Auf La Réunion sorgt eine Änderung zum Finanzhaushaltsentwurf 2026 für Kontroverse: Ein lokaler Aufschlag auf Spirituosen soll Alkoholismus bekämpfen. Regionalratspräsidentin Huguette Bello lehnt die Maßnahme ab, während öffentliche Gesundheitsexperten sie als kritisches Thema verteidigen.
Die Debatten über den Staatshaushalt 2026 haben Spannungen auf La Réunion entfacht, wo ein Vorschlag zur Erhöhung der Steuern auf lokalen Alkohol, insbesondere Rum, die Meinungen spaltet. Senator Stéphane Fouassin, aus dem diversen rechten Spektrum und Arzt von Beruf, hat einen Änderungsantrag eingebracht, um eine spezifische Aufschlagsteuer für La Réunion auf alle Spirituosen einzuführen. Diese Steuer wäre bei importierten Spirituosen höher und soll Präventionskampagnen finanzieren sowie den Alkoholkonsum auf der Insel eindämmen.

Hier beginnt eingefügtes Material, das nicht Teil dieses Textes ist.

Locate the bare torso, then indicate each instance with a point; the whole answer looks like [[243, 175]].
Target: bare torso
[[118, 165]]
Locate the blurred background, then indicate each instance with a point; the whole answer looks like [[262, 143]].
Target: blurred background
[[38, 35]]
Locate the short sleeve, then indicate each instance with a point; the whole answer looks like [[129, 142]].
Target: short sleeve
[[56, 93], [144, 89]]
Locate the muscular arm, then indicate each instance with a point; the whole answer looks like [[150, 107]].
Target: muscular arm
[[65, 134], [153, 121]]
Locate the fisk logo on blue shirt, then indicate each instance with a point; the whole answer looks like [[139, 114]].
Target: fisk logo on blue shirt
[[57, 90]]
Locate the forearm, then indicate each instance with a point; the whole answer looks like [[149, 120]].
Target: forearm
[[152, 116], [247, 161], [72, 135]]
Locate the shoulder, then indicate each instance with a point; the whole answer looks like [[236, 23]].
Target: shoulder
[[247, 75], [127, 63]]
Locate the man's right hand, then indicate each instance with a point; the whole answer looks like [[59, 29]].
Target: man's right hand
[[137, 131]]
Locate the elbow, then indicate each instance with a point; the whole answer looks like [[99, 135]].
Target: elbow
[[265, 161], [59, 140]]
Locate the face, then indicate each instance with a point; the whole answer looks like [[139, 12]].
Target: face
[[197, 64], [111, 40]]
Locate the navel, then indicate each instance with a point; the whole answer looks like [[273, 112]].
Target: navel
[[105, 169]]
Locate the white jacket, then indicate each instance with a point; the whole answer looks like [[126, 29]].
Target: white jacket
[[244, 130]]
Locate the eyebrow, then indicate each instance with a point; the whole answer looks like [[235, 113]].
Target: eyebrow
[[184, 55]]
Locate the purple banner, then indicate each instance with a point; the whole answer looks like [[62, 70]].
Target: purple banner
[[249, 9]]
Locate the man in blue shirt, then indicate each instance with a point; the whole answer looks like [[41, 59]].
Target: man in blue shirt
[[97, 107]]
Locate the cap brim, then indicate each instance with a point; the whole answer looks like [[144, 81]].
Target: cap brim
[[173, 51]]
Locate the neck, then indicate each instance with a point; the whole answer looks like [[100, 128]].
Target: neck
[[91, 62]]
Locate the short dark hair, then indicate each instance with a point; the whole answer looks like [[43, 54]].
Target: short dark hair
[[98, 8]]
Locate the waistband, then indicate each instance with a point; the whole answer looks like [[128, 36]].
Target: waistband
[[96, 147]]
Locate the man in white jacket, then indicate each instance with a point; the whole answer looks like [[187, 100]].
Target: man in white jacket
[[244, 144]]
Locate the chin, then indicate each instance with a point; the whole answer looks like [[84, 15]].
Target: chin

„Eine Frage der öffentlichen Gesundheit“, betont der Abgeordnete und hebt die verheerenden Auswirkungen des Alkoholismus vor Ort hervor. David Mété, Leiter des Suchtdienstes am CHU de Saint-Denis und Präsident der regionalen Suchtföderation, weist darauf hin, dass La Réunion in den schändlichen Ranglisten unter französischen Regionen bei alkoholbedingten Todesfällen an der Spitze liegt, mit rund 450 Todesopfern pro Jahr laut regionalem Gesundheitsobservatorium. Die Insel führt zudem bei Krankenhausaufenthalten wegen Alkoholmissbrauchs und weist eine hohe Prävalenz des fetalen Alkoholsyndroms auf.

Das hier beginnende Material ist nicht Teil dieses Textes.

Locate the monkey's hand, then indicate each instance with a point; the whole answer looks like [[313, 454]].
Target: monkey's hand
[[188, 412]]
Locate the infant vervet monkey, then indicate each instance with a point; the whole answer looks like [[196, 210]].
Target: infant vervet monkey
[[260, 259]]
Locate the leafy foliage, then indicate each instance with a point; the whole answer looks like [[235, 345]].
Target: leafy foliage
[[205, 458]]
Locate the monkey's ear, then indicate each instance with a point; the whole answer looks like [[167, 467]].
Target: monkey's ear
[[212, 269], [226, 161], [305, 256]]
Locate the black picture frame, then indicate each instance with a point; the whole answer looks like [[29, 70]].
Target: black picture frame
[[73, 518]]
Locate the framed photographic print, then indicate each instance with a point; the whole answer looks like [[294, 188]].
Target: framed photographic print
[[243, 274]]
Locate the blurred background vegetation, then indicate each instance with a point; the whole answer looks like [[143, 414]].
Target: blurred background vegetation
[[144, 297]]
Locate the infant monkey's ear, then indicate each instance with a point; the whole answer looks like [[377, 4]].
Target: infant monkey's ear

Alkohol ist an 80 % der innerfamiliären Gewalt und 60 % der tödlichen Verkehrsunfälle beteiligt. Daraufhin forderte Huguette Bello, Präsidentin des Regionalrats, die Regierung auf, den Änderungsantrag abzulehnen, da er der lokalen Wirtschaft schade, ohne die Ursachen anzugehen. Obwohl der Änderungsantrag nicht im Nationalversammlung verabschiedet wurde, hat er die Diskussionen über Gesundheitspolitik in den Überseegebieten neu angefacht.